Al llegar ahí a Talleyrand se le había disparado algo más que una profunda curiosidad. A la sazón padecía un sobrino y heredero de carácter tan débil que con seguridad no llegaría lejos. Por si fuera poco estaba tieso, pues de su emigrado padre no recibiría prácticamente nada. Una princesa tan fantásticamente resuelta, valerosa y decidida, de la edad adecuada, de magnífica família (sabía quienes eran los duques de Courlande) y además tan forrada como acto seguido Nesselrode explicó (la tal princesa, de nombre Dorothea, había recibido en herencia el formidable palacio Kurland de Berlín, sede de la embajada rusa, y el enorme señorío de Wartenburg, a lo cual la duquesa, en concepto de dote, añadiría como mínimo un segundo señorío, el de Günthersdorf, éste en Silesia). No necesitaba oír más.

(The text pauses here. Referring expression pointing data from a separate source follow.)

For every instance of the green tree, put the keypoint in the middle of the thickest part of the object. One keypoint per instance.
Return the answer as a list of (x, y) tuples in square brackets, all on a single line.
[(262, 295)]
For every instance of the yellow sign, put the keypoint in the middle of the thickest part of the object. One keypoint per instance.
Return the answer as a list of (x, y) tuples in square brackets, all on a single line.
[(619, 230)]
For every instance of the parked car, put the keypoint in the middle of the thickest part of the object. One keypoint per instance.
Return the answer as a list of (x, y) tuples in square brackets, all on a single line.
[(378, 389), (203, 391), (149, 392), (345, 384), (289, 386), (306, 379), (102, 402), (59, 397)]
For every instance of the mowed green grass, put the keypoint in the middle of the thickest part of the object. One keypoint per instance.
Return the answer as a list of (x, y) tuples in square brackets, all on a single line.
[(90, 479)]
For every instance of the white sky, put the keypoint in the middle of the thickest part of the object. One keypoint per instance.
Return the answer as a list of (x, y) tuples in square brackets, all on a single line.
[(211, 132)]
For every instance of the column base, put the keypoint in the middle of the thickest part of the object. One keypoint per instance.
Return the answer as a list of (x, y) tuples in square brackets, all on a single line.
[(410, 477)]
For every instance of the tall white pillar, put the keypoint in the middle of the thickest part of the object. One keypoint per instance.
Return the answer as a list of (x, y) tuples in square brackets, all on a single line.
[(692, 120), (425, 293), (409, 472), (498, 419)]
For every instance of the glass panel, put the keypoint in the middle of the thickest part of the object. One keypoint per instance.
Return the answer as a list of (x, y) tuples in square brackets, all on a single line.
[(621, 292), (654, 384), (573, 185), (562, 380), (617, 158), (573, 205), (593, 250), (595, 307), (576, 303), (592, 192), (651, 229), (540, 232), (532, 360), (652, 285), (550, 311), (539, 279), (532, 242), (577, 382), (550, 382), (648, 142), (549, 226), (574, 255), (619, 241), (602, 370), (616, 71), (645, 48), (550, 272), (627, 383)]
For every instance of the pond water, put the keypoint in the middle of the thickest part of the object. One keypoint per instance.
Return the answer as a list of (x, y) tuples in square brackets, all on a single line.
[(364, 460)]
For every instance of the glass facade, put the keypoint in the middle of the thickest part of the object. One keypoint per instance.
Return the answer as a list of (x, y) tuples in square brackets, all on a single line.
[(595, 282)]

Me encanta esta parte de la historia, doda. La forma en que Dorothee cruzó una Prusia asolada por la guerra en dirección a Mittau en Curlandia, arrastrando consigo a la temblorosa Mlle Hoffmann, su gobernanta, refleja que la chiquilla podía sacar a la luz un temple excepcional. Por cierto, el pintoresco abate Piattoli, preceptor de Dorothee, ya sabes que jugó durante un tiempo con el proyecto de casar a la chica a la que él llamaba cariñosamente Dorka con otro ex pupilo suyo, el príncipe polaco Adam Czartoryski. Dorothee se entusiasmó con Adam Czartorisky del
modo en que sólo puede hacerlo una adolescente; él era atractivo, carismático y con una aureola romántica que causaba bastante efecto. Cuando Czartorisky se dejó caer por Mittau en 1807, Dorothee se creyó absolutamente enamorada de Adam. Pero él no estaba por la labor de cumplirle las ilusiones a Piattoli. La madre de Adam, la princesa Czartoryska, née Izabela Fleming, pensaba que su brillante hijo debía emparejarse mejor. Efectivamente, a su debido tiempo, Adam se casaría con la polaca Anna Sapieha. Yo siempre he tenido la idea de que Izabela Fleming princesa Czartoryska no sólo prefería una princesa polaca para Adam; aparte, Dorothee estaba en cierto
modo marcada por el hecho de que muchos polacos conocían el viejo rumor según el cual era una hija ilegítima del aristócrata polaco Alexander Batowski...
Por otro lado, Alexander Batowski ayudó a Anna Dorothea von Medem a romperle en pedazos a Dorothee cualquier ilusión sentimental en torno a Adam Czartorisky.